Author: Arnold Whitaker Oxford
Publisher: BoD – Books on Demand
Published: 2022-09-24
Total Pages: 202
ISBN-13: 3368261436
DOWNLOAD EBOOKReprint of the original, first published in 1913.
Author: Rory Muir
Publisher: Yale University Press
Published: 2019-01-01
Total Pages: 399
ISBN-13: 0300244312
DOWNLOAD EBOOKA portrait of Jane Austen's England told through the career paths of younger sons--men of good family but small fortune In Regency England the eldest son usually inherited almost everything while his younger brothers, left with little inheritance, had to make a crucial decision: what should they do to make an independent living? Rory Muir weaves together the stories of many obscure and well-known young men, shedding light on an overlooked aspect of Regency society. This is the first scholarly yet accessible exploration of the lifestyle and prospects of these younger sons.
Author: V. Jankovic
Publisher: Springer
Published: 2010-10-11
Total Pages: 380
ISBN-13: 023011346X
DOWNLOAD EBOOKThis book explores the social origins of the Western preoccupation with health and environmental hazards. It looks at the rise of the dichotomy between the vulnerable 'in' and the threatening 'out' by examining the pathologies associated with weather, domestic space, ventilation, clothing, and travel in Britain at the turn of the 19th century.
Author: Hilary Marland
Publisher: CUP Archive
Published: 1987-09-24
Total Pages: 536
ISBN-13: 9780521325752
DOWNLOAD EBOOKThis ambitious book presents an across-the-board study of medicine, in any urban centre, for any period of British history.
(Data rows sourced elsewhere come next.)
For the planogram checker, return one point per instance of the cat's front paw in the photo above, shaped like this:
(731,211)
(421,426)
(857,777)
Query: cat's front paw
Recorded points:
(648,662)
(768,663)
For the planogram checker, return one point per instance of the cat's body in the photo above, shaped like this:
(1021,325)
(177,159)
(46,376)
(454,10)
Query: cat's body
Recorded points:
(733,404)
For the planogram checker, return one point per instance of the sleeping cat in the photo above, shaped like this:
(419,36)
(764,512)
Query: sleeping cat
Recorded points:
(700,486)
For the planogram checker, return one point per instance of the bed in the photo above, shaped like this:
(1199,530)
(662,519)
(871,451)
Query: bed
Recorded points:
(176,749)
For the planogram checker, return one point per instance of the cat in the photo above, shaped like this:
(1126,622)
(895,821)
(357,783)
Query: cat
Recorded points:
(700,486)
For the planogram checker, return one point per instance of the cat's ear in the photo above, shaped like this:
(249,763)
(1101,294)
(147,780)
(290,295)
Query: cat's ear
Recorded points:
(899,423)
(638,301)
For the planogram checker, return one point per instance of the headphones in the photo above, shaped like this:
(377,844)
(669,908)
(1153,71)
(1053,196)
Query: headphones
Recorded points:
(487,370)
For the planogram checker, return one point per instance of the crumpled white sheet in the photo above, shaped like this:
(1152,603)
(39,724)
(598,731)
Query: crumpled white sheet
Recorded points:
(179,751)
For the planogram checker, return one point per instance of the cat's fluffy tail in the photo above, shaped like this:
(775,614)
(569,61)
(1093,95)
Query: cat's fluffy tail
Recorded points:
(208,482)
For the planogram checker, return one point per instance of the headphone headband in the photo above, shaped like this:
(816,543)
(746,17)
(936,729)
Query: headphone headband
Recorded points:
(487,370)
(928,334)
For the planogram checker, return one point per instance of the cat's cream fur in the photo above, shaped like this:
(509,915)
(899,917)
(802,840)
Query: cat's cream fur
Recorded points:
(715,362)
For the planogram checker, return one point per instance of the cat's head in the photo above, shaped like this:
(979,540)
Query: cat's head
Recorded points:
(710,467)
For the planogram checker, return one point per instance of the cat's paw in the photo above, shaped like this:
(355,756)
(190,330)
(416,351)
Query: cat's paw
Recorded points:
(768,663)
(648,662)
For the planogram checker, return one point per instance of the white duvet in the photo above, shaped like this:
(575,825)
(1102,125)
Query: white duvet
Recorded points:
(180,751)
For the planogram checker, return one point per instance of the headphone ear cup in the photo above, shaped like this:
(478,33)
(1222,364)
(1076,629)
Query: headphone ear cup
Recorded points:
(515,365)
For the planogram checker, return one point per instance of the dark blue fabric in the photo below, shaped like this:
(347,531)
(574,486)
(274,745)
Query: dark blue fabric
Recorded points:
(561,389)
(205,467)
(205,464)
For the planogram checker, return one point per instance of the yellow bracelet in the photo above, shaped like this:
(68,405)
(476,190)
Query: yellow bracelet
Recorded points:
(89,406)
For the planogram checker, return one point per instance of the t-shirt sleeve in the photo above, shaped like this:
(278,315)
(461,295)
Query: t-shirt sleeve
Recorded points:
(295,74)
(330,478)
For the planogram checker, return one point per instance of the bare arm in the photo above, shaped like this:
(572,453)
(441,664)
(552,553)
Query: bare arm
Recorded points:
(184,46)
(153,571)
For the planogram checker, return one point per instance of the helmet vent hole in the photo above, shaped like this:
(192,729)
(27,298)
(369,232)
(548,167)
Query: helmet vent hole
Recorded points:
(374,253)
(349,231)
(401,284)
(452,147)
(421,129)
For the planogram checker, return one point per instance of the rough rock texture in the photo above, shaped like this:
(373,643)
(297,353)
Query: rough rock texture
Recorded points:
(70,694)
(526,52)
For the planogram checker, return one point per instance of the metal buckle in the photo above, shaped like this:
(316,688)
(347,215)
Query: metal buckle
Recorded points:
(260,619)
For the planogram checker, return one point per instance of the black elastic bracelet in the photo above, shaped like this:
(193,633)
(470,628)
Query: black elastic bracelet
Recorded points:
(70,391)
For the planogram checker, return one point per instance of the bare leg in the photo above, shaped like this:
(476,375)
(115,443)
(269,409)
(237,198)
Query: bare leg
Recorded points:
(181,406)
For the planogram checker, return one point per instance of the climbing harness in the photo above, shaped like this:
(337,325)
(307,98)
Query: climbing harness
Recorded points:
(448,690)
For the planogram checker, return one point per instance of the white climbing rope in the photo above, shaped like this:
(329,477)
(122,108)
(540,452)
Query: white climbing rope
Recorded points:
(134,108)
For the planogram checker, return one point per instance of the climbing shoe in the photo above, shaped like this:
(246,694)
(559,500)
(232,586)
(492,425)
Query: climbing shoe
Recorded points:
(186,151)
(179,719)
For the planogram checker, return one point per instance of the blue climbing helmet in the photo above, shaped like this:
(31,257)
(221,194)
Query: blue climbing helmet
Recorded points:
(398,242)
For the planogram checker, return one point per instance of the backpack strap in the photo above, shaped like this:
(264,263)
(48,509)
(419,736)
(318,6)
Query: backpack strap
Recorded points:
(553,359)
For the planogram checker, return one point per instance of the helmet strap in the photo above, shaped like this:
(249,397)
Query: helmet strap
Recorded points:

By selecting Wakefield and Huddersfield as contrasting types of northern towns, and examining in details their systems of medical care, Dr Marland has written a local history that says something important about the country as a whole. Wakefield and Huddersfield contrasted in their economic demographic and social development during the late eighteenth and early nineteenth centuries, allowing an effective comparative analysis of medical facilities in the two communities. By drawing on diverse sources: from Poor Law and philanthropy to self-help organisations, fringe medicine and medical practice, the book places the development of medical services against the backdrop of the communities in which they evolved, their class structure, organization and social, civic and economic developments.